The present study highlighted that the MDR-TB treatment network would be enhanced by the expansion of decentralized MDR-TB treatment centers to provide diagnostic capacities with Xpert MTB/RIF, treatment initiation, baseline lab investigation, and adverse effects of second line drugs management. The study also supported recommendations of previous studies to establish more treatment centers to reduce patients’ financial burdens and treatment delays [36, 37]. To achieve universal accessibility, the diagnostic network of Xpert MTB/RIF machines should be expanded to cover hard-to-reach areas. Continuous expansion of proper sample transportation system and health information amongst health facilities would also facilitate nationwide coverage. Myanmar is moving toward a streamlined diagnostic network with intensified focus on improving access to quality health care services and patient-centered care.

Limitations of the study

There might be other factors influencing delays that were not included in this study; for example, the perceptions of MDR-TB participants regarding drug resistant TB case management. Further qualitative studies might reveal hidden reasons for delay in diagnosis and treatment. With the nature of the study as cross-sectional survey, treatment outcomes of patients could not be traced; conducting further prospective cohort studies would be useful to find out the effect of delays on treatment outcomes among MDR-TB patients. Results of this study might be generalized to elsewhere in which the MDR-TB patients were treated and cared in similar settings to Yangon Regional TB Center. However, if the case management process and infrastructure of the TB healthcare services are different (even in other Regional/State TB Centers in Myanmar), the study results might varied, particularly among those with greater diversity demographic, socioeconomic, diseases factors and geographical healthcare accessibility.

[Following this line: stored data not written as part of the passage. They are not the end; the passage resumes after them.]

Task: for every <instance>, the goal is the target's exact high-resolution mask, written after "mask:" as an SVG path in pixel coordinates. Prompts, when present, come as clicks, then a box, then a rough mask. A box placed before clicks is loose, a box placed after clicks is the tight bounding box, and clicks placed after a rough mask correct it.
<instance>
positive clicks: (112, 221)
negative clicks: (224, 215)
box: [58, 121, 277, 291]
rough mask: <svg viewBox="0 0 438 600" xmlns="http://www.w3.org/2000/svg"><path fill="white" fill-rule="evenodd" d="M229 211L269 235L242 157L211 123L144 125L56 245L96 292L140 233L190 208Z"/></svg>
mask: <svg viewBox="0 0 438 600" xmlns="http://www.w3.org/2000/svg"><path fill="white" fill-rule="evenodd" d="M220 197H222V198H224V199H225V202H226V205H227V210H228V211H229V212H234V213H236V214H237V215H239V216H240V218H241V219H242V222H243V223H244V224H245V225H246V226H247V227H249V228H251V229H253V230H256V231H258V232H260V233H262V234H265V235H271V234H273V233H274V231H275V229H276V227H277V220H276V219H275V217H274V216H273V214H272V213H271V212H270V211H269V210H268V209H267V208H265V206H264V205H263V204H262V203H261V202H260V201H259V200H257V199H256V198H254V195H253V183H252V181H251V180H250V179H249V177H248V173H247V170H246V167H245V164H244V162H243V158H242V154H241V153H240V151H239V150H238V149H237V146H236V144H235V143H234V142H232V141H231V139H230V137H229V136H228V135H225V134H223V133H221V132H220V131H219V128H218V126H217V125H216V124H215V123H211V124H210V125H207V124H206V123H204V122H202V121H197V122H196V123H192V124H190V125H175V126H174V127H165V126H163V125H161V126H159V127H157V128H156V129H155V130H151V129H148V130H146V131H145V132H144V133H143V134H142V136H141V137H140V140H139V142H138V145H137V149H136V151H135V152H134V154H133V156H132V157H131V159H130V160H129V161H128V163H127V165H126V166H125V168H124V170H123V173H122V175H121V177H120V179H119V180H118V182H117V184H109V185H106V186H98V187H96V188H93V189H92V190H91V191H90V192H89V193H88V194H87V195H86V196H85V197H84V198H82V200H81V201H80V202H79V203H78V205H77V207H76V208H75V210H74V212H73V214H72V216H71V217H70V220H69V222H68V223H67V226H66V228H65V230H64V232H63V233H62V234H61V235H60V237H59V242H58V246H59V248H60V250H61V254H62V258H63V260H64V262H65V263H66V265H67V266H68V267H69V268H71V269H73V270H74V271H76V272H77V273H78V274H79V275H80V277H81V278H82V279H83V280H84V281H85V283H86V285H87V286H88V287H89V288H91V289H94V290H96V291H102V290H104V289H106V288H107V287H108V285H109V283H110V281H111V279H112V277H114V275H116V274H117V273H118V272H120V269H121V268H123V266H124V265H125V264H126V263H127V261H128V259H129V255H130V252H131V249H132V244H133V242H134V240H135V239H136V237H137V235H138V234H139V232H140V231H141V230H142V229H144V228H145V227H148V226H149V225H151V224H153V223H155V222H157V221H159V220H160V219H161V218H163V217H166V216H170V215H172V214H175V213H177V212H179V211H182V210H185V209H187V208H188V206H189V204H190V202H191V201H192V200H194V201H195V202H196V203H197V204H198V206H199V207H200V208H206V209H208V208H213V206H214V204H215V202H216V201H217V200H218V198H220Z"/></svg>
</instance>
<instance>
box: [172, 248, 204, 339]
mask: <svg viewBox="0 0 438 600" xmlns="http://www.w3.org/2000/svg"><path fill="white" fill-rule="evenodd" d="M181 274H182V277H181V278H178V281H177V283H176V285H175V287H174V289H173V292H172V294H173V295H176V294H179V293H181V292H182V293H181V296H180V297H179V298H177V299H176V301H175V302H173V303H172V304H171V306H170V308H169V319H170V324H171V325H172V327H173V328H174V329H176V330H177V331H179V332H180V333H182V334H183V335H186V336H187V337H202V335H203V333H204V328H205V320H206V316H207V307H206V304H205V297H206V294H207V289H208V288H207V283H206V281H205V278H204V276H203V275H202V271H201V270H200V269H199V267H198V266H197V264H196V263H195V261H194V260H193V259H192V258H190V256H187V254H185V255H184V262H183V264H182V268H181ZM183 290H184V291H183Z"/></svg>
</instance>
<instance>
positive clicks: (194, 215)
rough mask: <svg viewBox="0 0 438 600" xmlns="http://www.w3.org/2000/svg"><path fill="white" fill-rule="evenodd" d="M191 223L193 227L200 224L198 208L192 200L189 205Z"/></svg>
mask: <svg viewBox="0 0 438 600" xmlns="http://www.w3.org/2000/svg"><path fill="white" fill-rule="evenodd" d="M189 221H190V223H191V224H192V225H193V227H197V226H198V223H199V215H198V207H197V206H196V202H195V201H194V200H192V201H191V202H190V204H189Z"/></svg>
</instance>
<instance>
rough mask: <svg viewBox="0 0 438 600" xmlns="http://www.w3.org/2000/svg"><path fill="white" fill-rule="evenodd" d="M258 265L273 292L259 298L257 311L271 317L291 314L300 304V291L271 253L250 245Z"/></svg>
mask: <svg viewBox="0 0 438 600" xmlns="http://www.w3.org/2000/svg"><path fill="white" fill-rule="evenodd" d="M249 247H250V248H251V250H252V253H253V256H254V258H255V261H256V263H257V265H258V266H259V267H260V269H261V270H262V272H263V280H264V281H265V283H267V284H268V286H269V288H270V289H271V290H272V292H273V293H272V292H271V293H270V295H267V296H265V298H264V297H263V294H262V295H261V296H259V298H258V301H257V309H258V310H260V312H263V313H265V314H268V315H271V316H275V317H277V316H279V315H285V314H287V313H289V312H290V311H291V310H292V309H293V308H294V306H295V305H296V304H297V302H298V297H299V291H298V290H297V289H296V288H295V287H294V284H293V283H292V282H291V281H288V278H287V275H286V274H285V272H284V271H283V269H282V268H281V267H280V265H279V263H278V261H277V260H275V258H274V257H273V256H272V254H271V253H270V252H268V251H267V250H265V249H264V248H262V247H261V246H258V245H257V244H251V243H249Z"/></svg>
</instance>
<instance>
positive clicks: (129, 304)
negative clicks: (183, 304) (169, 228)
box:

In Myanmar, long diagnosis and treatment delays were still occurred in high proportion of MDR-TB patients after installation and providing of rapid diagnosis test. It could be improved by strengthening in comprehensive health education, enhancing treatment adherence counseling to patients. On the healthcare provider side, providing diagnostic facilities with availability of Xpert MTB/RIF, DST and RR screening, expanding number of decentralized MDR-TB treatment centers all district level and townships, strengthening health information between diagnosis and treatment centers, ensuring consistency in a standardized support package, implementing adequate staffing by improving human resources, and conducting systematized contact tracing and active TB screening would be effective ways to minimize diagnosis and treatment delays.